As a survivor of the Bethany Home, Rathgar, Dublin, I am aware from continuing research that it is in the same category. Bethany is known as a Protestant evangelical maternity home associated with the Church of Ireland, though the church, of which I am member, denies any responsibility for the home itself or what went on there.
Bethany was also a place where women were sent by the courts for crimes ranging from petty theft to birth concealment and infanticide. In addition, as late as 1965, women were incarcerated there "on prison remand". Bethany also took in women characterised as from "the poor prostitute class". In addition the courts sent children to the home.
I wrote to the Justice Minister on March 8 raising these and other points, such as an abnormal number of child deaths. I also asked to meet with the minister and his officials. I have yet to receive a reply, or even an acknowledgement. At least the Education Minister responded, even if it was to turn down my request for a meeting. Being ignored is par for the course with regard to the State's attitude to non-Catholic victims of institutional abuse.

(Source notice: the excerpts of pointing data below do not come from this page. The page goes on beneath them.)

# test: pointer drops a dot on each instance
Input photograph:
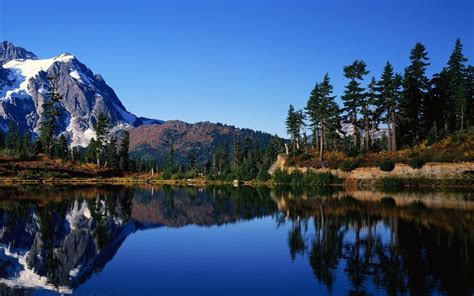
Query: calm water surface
(234, 241)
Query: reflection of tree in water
(296, 239)
(326, 248)
(48, 227)
(376, 246)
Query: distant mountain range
(23, 87)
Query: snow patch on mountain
(24, 70)
(27, 277)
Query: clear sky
(235, 62)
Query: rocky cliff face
(85, 96)
(9, 52)
(24, 86)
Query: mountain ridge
(23, 89)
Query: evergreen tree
(169, 165)
(372, 113)
(101, 128)
(61, 148)
(388, 103)
(457, 87)
(415, 88)
(313, 115)
(26, 149)
(330, 120)
(124, 152)
(367, 113)
(49, 116)
(437, 111)
(294, 124)
(11, 137)
(220, 160)
(353, 96)
(111, 154)
(470, 95)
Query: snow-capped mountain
(23, 88)
(9, 52)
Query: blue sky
(235, 62)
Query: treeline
(105, 150)
(410, 107)
(242, 159)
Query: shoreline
(400, 183)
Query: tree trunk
(321, 143)
(394, 133)
(389, 135)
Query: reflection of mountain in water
(57, 246)
(400, 249)
(58, 243)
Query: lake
(165, 240)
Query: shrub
(390, 184)
(388, 202)
(320, 179)
(348, 200)
(348, 165)
(297, 178)
(282, 177)
(352, 152)
(416, 162)
(417, 206)
(386, 165)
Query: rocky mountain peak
(9, 52)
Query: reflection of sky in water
(246, 258)
(248, 255)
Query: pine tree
(111, 154)
(366, 111)
(312, 108)
(61, 147)
(353, 96)
(11, 137)
(415, 89)
(101, 128)
(124, 152)
(373, 114)
(49, 116)
(437, 111)
(470, 95)
(457, 88)
(388, 103)
(294, 124)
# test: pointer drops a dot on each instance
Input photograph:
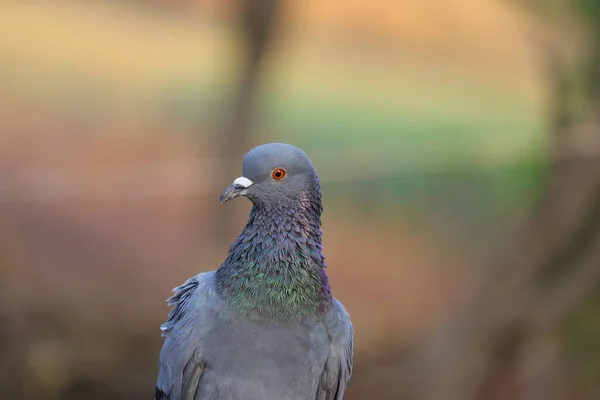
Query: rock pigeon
(264, 325)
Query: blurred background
(458, 143)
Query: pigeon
(264, 325)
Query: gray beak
(238, 188)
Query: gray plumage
(264, 325)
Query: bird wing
(181, 361)
(338, 367)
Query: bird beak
(239, 187)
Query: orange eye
(278, 174)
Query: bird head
(273, 173)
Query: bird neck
(276, 267)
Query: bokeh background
(457, 142)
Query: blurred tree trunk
(257, 19)
(500, 344)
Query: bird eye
(278, 174)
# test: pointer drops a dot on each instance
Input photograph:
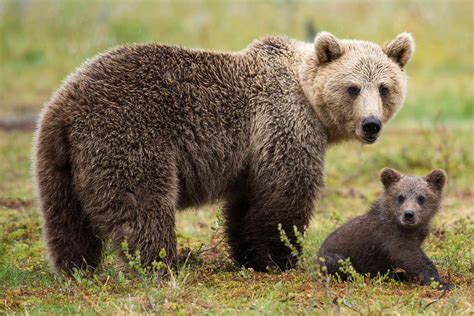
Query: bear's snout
(371, 127)
(408, 218)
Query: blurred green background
(41, 41)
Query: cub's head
(356, 86)
(411, 201)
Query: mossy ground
(42, 41)
(209, 282)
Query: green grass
(210, 283)
(42, 41)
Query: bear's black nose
(408, 214)
(371, 126)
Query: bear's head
(411, 201)
(356, 86)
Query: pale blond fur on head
(376, 73)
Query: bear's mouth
(369, 139)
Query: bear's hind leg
(234, 212)
(147, 224)
(72, 242)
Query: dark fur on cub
(390, 235)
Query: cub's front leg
(418, 267)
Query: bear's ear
(436, 179)
(327, 47)
(400, 49)
(389, 176)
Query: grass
(42, 41)
(210, 282)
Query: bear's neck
(313, 92)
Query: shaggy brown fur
(390, 235)
(144, 130)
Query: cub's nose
(408, 214)
(371, 126)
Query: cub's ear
(389, 176)
(436, 179)
(327, 47)
(400, 49)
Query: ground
(209, 282)
(42, 41)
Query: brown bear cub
(390, 235)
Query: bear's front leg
(418, 267)
(278, 201)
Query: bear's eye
(401, 199)
(383, 91)
(353, 91)
(421, 199)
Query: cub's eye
(383, 91)
(401, 199)
(353, 91)
(421, 199)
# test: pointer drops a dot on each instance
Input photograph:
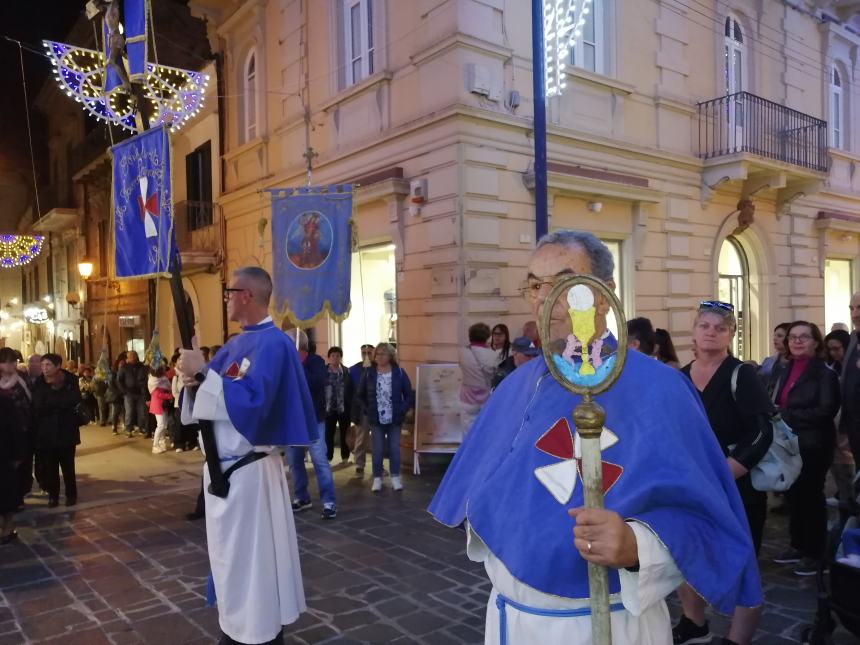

I am grateful to Justice for Magdalenes (JFM) for raising the Bethany Home with government ministers and their officials, as part of the campaign for redress for survivors of the Magdalene homes. I am disheartened to note, however, from Prof Smith's letter that JFM is now also being ignored.
Equality of indifference is not good enough from a State pledged to treat all its children equally, with respect and with redress.